Of course, the contemptuous lord agrees to this request. A skipping contest seems to him like such a trivial thing, a nonpolitical thing. All the little girls of the village take their turn, and then Elsie, tiny and seemingly frail, steps up to take her turn. She starts skipping with the magic skipping rope, and the lord soon realizes his error. A deal's a deal, however, and she skips so long and hard and well, using all the tricks that the fairies showed her, that the factory is never built.
In spite of the antiquated language, my daughter immediately understands the beauty of this story. What could be more minor than skipping rope, an action that truly seems to have no purpose, an action that appears to be apolitical? But skipping is the one thing Elsie can do better than anyone, and so the act holds tremendous power. The chant, too, suggests something that's inconsequential, but it, too, has the surprising power of an earworm. Elsie can follow her talents and play by the rules, but still perform a lawful act of resistance, and win.

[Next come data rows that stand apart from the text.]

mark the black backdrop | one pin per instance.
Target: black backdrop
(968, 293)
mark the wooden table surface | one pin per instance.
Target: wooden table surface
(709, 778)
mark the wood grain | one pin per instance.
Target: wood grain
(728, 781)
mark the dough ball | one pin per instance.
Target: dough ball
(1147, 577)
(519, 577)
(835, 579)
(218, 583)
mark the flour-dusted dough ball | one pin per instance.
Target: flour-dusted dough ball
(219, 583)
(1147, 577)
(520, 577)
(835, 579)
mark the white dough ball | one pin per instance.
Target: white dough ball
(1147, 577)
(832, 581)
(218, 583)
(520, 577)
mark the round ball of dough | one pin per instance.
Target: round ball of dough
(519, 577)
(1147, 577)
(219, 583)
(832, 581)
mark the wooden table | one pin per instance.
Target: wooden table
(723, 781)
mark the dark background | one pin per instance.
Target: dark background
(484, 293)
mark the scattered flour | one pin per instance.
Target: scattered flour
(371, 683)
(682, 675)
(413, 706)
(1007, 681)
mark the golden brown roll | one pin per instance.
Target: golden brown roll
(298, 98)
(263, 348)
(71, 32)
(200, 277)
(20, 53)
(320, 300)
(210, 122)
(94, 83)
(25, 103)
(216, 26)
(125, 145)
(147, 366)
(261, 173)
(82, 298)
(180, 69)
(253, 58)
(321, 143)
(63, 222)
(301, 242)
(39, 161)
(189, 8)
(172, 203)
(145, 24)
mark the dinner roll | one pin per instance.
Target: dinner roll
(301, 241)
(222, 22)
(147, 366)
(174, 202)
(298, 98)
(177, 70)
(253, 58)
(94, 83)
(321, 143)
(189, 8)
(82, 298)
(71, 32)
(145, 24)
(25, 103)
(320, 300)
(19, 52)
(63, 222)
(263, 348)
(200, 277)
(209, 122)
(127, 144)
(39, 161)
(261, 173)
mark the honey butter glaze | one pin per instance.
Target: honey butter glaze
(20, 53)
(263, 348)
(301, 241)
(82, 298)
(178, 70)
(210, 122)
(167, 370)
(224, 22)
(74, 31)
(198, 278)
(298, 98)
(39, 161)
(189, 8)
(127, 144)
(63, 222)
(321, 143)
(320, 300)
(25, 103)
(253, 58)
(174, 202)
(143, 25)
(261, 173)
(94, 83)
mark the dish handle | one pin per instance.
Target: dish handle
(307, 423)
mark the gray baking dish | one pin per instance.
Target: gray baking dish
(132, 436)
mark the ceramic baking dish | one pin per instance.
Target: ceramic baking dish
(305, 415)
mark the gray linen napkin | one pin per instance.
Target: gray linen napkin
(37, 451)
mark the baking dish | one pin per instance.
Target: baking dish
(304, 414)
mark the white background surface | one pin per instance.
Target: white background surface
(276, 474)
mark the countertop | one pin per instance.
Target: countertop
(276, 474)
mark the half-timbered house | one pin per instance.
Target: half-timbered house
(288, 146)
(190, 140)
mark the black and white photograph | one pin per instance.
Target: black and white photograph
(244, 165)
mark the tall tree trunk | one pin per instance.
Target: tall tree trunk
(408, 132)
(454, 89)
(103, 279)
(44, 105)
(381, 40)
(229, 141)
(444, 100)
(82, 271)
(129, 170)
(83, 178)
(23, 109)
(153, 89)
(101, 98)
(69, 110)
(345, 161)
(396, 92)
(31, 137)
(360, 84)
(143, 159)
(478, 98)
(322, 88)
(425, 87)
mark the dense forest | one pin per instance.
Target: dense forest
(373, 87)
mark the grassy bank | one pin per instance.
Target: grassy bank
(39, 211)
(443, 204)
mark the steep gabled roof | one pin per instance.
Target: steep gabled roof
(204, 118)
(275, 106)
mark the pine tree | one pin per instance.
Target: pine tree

I've read this book to my daughter many times now, but I still choke up when reading the last few pages. I have to stop and wait for the feeling to pass, or I won't arrive at the end of the story without bawling. I'm afraid of what the future holds for my daughter, for all our daughters. I'm scared I've brought her into a dangerous world that is decaying faster than ever, a world that won't value her or her rights. I desperately want her to remember this story always. I want her to deeply understand that even one person can hold out against injustice, and that a whole community of people that refuse to capitulate can make significant strides. It takes a minute to push past my anguish and terror and keep reading in a calm voice.
Many parents want easy obedience from their children. But these days, I breathe easier every time my daughter says no, every time she puts up her tiny acts of resistance against what feels unjust. If all of us do this, if all our children do this, maybe we stand a chance.